Because of this and like the source material it’s based on, New ‘n’ Tasty is a staunchly challenging affair, yet it can seem especially frustrating at times where the context-sensitive actions, such as hanging on a ledge, or picking up a grenade, stack up onto each other. Put simply, picking up an item off the floor when you should be jumping up onto a ledge to escape a chasing enemy can prove quite frustrating indeed as Abe ends up six-feet under due to no fault of the player.
Compounding these frustrations, are the instant death scenarios liberally sprinkled throughout New ‘n’ Tasty’s duration. From regular kills by prowling foes, to exploding mines, electrocution, natural predators and just about everything in between, its fair to say that if there is a way for Abe to die at the drop of the hat in the game, you’ll ostensibly find each one before the credits start rolling.
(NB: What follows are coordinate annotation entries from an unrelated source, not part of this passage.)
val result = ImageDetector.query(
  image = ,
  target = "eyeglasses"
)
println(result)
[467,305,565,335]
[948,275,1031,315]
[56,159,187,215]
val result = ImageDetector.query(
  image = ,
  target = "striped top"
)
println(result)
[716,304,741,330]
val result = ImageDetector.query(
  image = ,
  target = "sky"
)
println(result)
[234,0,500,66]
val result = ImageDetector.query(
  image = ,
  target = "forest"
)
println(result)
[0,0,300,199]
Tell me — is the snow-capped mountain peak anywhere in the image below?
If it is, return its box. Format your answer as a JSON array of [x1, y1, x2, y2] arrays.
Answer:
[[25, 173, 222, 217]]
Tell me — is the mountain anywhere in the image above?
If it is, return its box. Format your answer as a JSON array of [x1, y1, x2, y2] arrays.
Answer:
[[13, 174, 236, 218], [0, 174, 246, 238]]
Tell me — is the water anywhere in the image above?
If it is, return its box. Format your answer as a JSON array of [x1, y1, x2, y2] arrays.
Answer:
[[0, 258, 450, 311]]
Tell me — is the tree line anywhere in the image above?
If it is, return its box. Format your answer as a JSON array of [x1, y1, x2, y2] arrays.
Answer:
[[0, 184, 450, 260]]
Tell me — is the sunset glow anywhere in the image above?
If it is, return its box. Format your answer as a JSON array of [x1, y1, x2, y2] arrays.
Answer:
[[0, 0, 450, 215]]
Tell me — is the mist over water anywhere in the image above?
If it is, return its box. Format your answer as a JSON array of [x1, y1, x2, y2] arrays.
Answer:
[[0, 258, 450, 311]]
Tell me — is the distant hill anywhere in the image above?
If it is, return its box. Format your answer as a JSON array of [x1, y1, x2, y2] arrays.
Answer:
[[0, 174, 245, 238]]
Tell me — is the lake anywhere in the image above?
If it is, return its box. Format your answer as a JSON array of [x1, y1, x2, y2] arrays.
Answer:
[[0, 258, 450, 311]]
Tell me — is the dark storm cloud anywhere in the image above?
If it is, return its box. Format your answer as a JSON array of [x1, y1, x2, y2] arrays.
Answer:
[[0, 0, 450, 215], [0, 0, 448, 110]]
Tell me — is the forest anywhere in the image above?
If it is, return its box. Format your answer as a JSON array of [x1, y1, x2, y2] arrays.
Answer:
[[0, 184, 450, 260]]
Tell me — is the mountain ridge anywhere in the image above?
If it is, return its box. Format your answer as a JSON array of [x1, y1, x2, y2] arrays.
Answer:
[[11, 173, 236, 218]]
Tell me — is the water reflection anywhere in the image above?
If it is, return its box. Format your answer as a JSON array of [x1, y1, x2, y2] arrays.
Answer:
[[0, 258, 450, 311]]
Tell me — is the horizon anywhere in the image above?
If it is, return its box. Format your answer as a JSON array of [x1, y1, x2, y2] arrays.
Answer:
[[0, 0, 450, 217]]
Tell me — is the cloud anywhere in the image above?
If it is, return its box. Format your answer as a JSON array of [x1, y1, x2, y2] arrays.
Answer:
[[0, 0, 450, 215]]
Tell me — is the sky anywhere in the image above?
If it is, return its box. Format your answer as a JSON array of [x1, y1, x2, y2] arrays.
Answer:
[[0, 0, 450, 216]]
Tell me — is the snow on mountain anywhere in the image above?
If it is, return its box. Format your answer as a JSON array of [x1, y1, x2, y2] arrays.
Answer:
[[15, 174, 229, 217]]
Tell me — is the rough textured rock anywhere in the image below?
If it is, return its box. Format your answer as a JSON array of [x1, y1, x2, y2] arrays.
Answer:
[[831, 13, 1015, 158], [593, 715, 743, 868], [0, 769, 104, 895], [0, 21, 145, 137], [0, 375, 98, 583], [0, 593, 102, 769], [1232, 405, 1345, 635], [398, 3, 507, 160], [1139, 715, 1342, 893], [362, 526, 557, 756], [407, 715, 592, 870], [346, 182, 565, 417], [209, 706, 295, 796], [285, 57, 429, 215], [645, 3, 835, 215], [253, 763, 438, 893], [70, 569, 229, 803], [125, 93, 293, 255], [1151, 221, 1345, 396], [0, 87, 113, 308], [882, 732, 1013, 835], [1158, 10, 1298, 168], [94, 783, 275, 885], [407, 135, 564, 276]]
More than just a platformer, New ‘n’ Tasty demands that the player solves puzzles by use of Abe’s unique psychic powers
Luckily, where these situations might have resulted in the sort of scalp-rending anger synonymous with the original game, in Abe’s 2015 tour, a handy quicksave feature allows players to neatly sidestep New ‘n’ Tasty’s otherwise unforgiving checkpoint system.
Clearly though, the biggest evolution that New ‘n’ Tasty boasts over it’s late 90’s inspiration can be seen in its visuals, which are smooth, detailed and brimming with character. With the heightened levels of detail lending the aesthetic an incredibly pleasing, almost claymation look, Abe, his crew and the worlds that they inhabit look resplendent in their 2015 duds and as such, it’s fair to say that New ‘N’ Tasty is positively overflowing with polish.
ODDWORLD: NEW 'N' TASTY VERDICT
A game that is comfortable in its own skin and endeavours to toil within its own ambitions is rare, yet that is exactly what Oddworld: New ‘n’ Tasty achieves. Such honesty should be applauded even if it does little to endear new fans to the fold who might be at risk of not properly adjusting to New ‘n’ Tasty’s idiosyncrasies. Still, for those who take the time to persevere, New ‘n’ Tasty proves to be as delectable a treat as Abe’s original Odyssey all those years ago.
TOP GAME MOMENT
Taunting a Slig into giving chase as it clumsily stumbles into a mine that you primed earlier, causing it to explode in a shower of Slig-gibs.
The visual remastering is both extensive and impressive.
Very little tinkering has been done with the original gameplay.
Instant death, trial and error scenarios can still frustrate.